Celui-ci souhaiterait que le football applique des sanctions comparables à celles du tennis en cas de mauvais geste, où une injure ou un mauvais geste conduisent à des sanctions, qui peuvent rapidement mener à la disqualification d'un tournoi.

Sociologue spécialisé dans le foot, Stéphane Beaud a écrit en 2010 un ouvrage décortiquant le Mondial calamiteux des Bleus, et notamment l'affaire du bus de Knysna. Il établit la thèse -à décharge- d'un racisme de classe envers les joueurs de l'équipe de France revenus d'Afrique du Sud avec l'image de "sales gosses", et depuis tenus pour tels par la presse et l'opinion.

Une manière d'en finir avec l'exigence d'exemplarité, une vertu encore brandie par le sociologue Patrick Mignon: "Un bon professionnel sait qu'il a un devoir d'exemplarité et fait attention à l'image qu'il renvoie au public à travers les medias", dit-il dans un entretien au Parisien, mardi.

Les dérapages des Bleus n'ont pas commencé en Afrique du Sud, ni en Ukraine.
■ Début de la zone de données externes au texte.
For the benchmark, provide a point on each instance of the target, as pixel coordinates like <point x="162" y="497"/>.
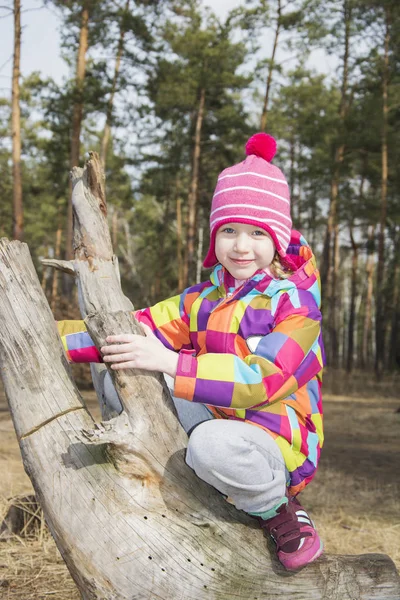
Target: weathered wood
<point x="131" y="520"/>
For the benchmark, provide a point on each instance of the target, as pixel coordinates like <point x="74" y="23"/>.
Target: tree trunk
<point x="18" y="213"/>
<point x="380" y="313"/>
<point x="200" y="250"/>
<point x="394" y="330"/>
<point x="77" y="116"/>
<point x="57" y="251"/>
<point x="329" y="255"/>
<point x="194" y="187"/>
<point x="179" y="241"/>
<point x="107" y="128"/>
<point x="366" y="350"/>
<point x="264" y="114"/>
<point x="353" y="295"/>
<point x="131" y="520"/>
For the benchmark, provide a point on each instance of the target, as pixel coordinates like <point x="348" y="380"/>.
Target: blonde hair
<point x="278" y="270"/>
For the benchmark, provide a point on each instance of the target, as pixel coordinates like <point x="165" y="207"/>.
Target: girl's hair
<point x="278" y="269"/>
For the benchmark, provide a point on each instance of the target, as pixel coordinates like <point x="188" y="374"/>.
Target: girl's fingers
<point x="120" y="366"/>
<point x="147" y="330"/>
<point x="115" y="357"/>
<point x="115" y="348"/>
<point x="124" y="338"/>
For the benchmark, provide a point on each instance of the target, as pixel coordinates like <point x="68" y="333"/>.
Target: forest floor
<point x="354" y="499"/>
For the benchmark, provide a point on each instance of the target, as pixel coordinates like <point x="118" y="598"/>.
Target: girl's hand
<point x="130" y="351"/>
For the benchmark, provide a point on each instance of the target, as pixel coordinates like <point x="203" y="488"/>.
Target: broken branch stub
<point x="131" y="520"/>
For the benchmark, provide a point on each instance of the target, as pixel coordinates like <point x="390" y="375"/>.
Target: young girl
<point x="245" y="353"/>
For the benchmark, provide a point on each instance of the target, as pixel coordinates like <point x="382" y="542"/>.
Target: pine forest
<point x="167" y="93"/>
C'est en 2006, lors de la finale de la Coupe du monde perdue face à l'Italie après le célèbre coup de "boule" de Zidane que les footballeurs français ont commencé à flirter avec le fait divers.

Zidane, icône absolue que personne à l'époque n'osa trop vivement critiquer, a finalement désinhibé ses successeurs, unis artificiellement par le maillot tricolore mais tous disséminés dans des clubs étrangers le reste de l'année.

"Le rapport à la nation dans une catégorie professionnelle aussi internationalisée se révèle forcément décalé par rapport à la demande sociale - encore teintée de patriotisme - de la Coupe du monde", écrivait Stéphane Beaud en 2010.

Deux ans plus tard, parmi toutes les équipes majeures présentes à l'Euro, la France est l'une de celles dont les joueurs jouent le plus à l'étranger. Un paramètre qui, entre autres, permet d'expliquer ce rapport distant à la nation.